Stanford HPC Summer Speaker Series: Building Faster Machine Learning Applications with Intel Performance Libraries – July 26@noon

Date for Tutorial: Tuesday, 26 July, 2016
Time: Noon
Duration: 1.5 hours
Location: d.school (Peterson Engineering Laboratory, 550 Panama Mall, Room 200)
 
Title: Building Faster Machine Learning Applications with Intel Performance Libraries

Presentation available here

Abstract:
The future of many industries, as well as many aspects of our lives, is being shaped by machine learning and related technologies. Intel software technologies are being used to enable solutions in these areas. This talk focuses on two Intel performance libraries, MKL and DAAL, which offer optimized building blocks for data analytics and machine learning algorithms.MKL is a collection of routines for linear algebra, FFT, vector math and statistics. It’s being used to speed up math processing in almost every kind of technical computing applications. DAAL is more focused on data applications and provides higher level, canned solutions for supervised and unsupervised learning. This session is an overview of the capability and performance advantages of these libraries in the context of machine learning and deep learning.

Speaker Bios:
Zhang Zhang is a Technical Consulting Engineer with the Software and Services Group at Intel. He provides technical support for Intel performance libraries, including MKL, DAAL, and IPP. He helps customers to adopt Intel software tools and enjoys troubleshooting performance and usage problems in user’s code. Zhang came from a background of high performance and parallel programming, cluster and distributed computing, and performance modeling and analysis. Zhang holds a Ph.D. in Computer Science from Michigan Technological University.
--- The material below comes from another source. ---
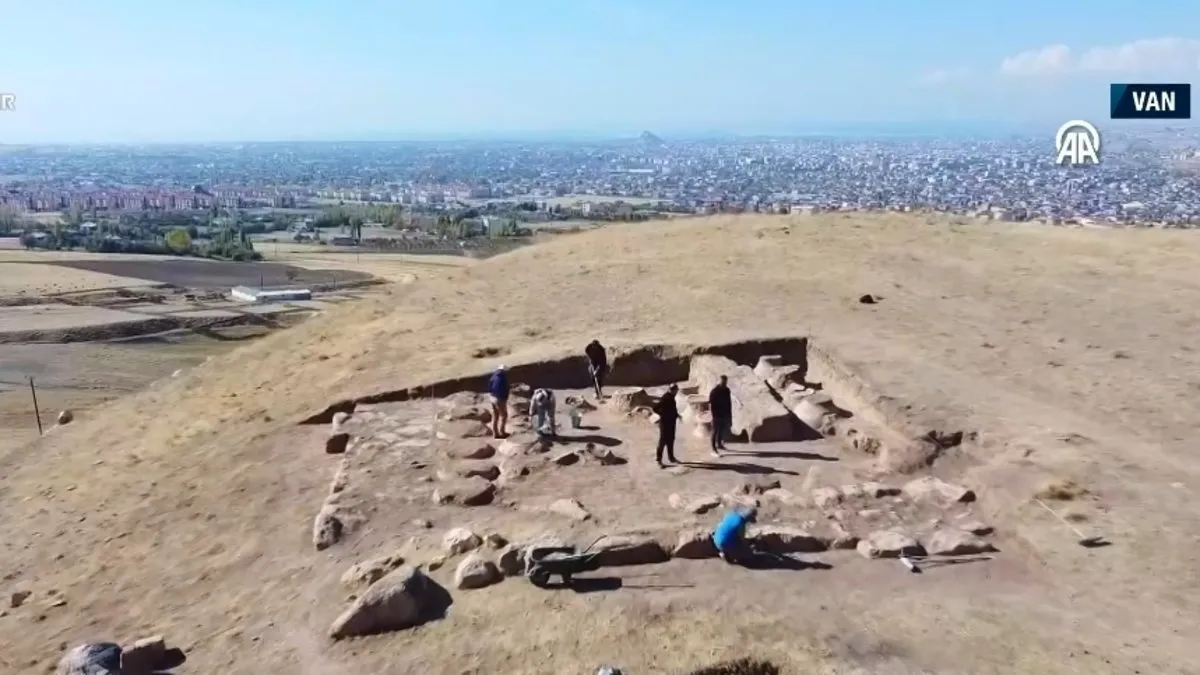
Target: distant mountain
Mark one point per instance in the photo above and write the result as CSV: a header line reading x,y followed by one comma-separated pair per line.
x,y
651,139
Shaojuan Zhu is a Technical Consulting Engineer at Intel supporting Intel performance libraries: DAAL, IPP and MKL. She has ten years of experience developing and supporting media products. Her expertise and interests include biologically inspired intelligent signal processing, machine learning and media. She holds a Ph.D. in Electrical and Computer Engineering from Oregon Health and Science University.